Bitcoin’s recent price trajectory has raised concerns among traders and investors, as the cryptocurrency experienced a notable drop from its all-time high just a month prior. Following a peak of approximately $126,000, Bitcoin’s value has slipped significantly, causing fears that the crypto market may be nearing a pronounced downturn.
Despite this decline, Bitcoin remains up about 35% compared to this time last year. Its price experienced significant fluctuations throughout 2025, with a downturn to around $75,000 in April before rebounding. This volatility has been exacerbated by macroeconomic factors, including discussions surrounding the United States’ substantial $38 trillion debt.

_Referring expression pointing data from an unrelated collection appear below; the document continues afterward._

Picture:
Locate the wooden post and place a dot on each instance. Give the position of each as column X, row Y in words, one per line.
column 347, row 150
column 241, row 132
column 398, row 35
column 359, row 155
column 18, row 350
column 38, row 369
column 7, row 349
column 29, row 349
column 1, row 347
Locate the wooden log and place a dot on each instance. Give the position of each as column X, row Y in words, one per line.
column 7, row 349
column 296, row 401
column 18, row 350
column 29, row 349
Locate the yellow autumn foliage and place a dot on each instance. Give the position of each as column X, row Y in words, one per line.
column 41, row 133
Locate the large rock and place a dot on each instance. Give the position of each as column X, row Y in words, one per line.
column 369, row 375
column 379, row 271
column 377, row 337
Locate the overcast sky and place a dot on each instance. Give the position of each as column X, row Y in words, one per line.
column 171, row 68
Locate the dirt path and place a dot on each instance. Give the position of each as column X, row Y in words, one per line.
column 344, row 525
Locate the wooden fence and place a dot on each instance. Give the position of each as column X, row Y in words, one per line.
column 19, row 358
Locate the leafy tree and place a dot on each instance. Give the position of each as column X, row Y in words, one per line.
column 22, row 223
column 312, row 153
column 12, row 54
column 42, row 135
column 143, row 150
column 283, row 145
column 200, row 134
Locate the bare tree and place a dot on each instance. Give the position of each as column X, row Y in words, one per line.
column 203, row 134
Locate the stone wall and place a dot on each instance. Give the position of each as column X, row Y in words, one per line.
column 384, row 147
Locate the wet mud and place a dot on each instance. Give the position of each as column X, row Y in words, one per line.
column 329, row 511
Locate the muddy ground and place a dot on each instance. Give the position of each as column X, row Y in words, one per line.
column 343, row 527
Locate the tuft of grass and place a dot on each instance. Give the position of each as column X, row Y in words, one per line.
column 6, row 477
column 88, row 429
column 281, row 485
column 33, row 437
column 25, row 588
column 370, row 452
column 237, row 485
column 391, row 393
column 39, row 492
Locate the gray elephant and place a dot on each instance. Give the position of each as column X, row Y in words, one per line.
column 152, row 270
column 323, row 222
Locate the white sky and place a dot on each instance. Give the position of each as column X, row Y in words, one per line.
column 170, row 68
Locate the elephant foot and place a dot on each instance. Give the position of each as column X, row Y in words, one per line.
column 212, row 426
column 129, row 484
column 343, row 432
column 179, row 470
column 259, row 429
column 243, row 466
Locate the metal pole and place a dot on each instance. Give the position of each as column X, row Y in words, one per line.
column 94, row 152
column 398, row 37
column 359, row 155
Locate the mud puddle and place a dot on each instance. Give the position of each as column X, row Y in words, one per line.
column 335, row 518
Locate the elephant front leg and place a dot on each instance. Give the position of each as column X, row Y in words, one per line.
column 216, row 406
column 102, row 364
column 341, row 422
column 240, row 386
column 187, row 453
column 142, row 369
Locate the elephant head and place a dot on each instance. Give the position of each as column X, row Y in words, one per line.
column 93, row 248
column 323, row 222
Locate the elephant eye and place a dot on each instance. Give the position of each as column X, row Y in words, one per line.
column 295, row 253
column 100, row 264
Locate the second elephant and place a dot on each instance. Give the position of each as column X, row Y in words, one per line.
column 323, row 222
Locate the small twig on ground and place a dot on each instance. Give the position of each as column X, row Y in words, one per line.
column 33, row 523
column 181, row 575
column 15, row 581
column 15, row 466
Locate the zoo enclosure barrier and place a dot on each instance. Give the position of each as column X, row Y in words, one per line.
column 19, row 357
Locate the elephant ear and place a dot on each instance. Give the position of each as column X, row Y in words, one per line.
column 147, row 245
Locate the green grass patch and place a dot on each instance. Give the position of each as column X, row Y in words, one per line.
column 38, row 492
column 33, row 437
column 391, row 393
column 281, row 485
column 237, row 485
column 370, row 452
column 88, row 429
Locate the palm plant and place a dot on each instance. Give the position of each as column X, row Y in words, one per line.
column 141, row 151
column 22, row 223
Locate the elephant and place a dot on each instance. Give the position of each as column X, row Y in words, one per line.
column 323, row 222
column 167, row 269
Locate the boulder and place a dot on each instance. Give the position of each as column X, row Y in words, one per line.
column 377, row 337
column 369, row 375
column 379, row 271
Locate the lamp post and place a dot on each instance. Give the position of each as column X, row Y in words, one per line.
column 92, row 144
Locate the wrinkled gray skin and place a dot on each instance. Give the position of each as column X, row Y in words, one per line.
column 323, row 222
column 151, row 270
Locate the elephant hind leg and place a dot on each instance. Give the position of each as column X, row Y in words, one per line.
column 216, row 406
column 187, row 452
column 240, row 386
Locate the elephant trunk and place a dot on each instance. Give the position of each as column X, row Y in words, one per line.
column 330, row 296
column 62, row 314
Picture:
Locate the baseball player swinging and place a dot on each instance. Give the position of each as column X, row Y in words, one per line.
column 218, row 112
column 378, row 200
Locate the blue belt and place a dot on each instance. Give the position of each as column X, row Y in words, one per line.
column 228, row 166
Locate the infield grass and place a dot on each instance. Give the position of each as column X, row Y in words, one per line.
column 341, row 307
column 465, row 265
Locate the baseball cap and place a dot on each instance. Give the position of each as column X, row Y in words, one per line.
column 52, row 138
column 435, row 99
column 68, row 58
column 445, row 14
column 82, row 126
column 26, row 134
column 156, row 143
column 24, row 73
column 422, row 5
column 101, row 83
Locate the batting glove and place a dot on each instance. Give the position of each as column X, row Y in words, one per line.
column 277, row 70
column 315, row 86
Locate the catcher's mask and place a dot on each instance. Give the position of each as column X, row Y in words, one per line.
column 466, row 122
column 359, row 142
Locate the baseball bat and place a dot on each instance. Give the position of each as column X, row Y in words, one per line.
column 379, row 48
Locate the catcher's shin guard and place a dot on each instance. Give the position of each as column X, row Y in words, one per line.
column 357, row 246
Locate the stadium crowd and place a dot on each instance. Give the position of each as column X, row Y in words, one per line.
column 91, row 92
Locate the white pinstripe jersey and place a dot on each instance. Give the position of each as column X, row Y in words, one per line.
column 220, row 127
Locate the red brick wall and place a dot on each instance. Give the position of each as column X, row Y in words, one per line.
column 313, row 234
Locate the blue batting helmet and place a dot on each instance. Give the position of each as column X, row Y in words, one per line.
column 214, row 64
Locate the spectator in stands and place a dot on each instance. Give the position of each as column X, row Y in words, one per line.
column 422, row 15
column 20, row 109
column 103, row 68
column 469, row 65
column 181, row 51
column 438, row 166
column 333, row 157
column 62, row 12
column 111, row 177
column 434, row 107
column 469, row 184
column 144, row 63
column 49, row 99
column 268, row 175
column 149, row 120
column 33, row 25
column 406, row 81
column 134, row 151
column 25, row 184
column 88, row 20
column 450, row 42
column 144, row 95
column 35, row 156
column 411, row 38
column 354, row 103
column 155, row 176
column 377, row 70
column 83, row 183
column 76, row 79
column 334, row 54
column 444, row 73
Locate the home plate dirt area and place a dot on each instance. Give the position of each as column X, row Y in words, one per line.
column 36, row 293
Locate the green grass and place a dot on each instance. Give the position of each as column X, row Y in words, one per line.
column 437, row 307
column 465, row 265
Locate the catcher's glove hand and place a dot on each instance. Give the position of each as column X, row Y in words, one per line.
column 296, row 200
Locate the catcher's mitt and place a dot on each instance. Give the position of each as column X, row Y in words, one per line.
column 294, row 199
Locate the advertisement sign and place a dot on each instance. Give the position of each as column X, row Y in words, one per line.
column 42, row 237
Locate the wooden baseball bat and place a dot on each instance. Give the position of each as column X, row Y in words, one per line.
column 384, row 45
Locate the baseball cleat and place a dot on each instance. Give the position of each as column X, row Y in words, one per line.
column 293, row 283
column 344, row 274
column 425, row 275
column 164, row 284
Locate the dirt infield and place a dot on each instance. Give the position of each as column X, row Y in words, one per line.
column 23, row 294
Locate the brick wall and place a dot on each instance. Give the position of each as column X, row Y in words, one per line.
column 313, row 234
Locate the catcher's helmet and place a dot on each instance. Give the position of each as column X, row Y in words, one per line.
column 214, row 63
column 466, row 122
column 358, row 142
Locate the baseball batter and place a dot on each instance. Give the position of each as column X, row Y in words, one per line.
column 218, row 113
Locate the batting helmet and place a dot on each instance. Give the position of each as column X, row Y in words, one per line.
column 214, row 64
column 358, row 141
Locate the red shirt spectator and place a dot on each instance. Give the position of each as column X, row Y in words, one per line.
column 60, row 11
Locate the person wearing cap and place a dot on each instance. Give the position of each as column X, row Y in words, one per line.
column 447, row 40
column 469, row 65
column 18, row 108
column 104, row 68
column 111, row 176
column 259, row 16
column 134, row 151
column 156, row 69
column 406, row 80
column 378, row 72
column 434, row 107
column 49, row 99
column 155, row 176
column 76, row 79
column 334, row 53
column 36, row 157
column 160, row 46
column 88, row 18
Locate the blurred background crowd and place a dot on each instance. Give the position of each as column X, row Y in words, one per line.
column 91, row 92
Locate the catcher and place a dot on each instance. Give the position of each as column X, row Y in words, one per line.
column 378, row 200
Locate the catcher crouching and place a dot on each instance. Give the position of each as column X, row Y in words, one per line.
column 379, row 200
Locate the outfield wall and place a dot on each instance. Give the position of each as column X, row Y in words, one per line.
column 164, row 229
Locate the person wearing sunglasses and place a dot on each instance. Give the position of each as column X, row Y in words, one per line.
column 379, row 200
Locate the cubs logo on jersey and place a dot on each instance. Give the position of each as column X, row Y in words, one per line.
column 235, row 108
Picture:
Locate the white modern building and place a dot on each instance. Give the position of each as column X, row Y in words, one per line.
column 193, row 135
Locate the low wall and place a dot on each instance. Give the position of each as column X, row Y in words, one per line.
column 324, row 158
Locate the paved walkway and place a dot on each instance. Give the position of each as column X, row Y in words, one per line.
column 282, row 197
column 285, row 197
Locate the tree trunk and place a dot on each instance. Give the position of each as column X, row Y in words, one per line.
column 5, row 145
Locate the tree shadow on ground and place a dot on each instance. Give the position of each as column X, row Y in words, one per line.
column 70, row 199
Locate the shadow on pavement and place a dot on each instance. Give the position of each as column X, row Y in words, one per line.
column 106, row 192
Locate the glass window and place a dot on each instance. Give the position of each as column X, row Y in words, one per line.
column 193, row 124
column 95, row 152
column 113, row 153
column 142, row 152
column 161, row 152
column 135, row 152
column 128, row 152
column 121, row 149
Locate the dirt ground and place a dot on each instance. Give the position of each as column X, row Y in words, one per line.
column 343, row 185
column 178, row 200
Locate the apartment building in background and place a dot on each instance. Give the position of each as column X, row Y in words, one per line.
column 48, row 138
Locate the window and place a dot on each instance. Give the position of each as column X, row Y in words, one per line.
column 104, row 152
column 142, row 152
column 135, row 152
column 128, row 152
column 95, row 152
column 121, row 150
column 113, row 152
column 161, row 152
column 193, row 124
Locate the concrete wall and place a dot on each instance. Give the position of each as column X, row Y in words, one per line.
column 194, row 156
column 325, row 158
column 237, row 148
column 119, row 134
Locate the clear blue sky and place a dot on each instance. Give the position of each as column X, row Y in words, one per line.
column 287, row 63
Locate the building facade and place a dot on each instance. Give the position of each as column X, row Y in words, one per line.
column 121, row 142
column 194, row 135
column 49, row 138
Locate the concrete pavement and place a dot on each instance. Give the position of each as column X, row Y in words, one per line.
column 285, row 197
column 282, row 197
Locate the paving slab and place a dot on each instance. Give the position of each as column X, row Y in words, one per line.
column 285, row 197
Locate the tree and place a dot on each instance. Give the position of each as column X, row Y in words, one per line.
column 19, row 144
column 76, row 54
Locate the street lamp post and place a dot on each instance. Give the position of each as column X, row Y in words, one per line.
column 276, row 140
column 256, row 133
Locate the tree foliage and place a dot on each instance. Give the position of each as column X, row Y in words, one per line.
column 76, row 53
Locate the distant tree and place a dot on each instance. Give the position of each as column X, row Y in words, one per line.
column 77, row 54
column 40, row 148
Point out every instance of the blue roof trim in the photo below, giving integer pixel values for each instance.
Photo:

In tandem with this volatility, JPMorgan has observed a notable increase in its clients’ investments in Bitcoin. According to a regulatory filing, the bank’s brokerage clients have increased their bets on Bitcoin through BlackRock’s exchange-traded fund (ETF) by 64% over recent months. Interestingly, JPMorgan CEO Jamie Dimon, who has been a prominent critic of Bitcoin and cryptocurrencies, appears to have softened his stance in light of client demand for exposure to this digital asset.
This shift in perspective aligns with a broader trend on Wall Street, where Bitcoin is gaining traction. BlackRock’s IBIT Bitcoin ETF has quickly emerged as the fastest-growing ETF in history, amassing $80 billion in assets under management at an unprecedented pace, surpassing the previous record holder—the Vanguard S&P 500 ETF.
Amidst these developments, JPMorgan analysts led by Nikolaos Panigirtzoglou have updated their Bitcoin price outlook, asserting that the worst of the volatility is likely behind us. They project a potential surge in Bitcoin’s value, suggesting it could reach $170,000, translating to a market capitalization of $3.5 trillion. This analysis comes as the price is deemed significantly undervalued in light of a volatility-adjusted comparison to gold.
While Bitcoin’s recent downturn has prompted some long-term holders to cash out, analysts note that this selling pressure has not dramatically affected the market. Alex Blume, CEO of investment advisor Two Prime, indicated that the assets being sold are being absorbed by institutional buyers, including ETFs, corporate treasuries, and sovereign wealth funds, which have recently entered the market.
Looking ahead, there are signs that the Bitcoin market might stabilize. Gracy Chen, CEO of the crypto exchange Bitget, pointed to positive inflows into crypto ETFs as a potential indicator of renewed institutional confidence following a period of uncertainty. As investors remain watchful of the evolving market dynamics, the possibility of a recovery could lie on the horizon.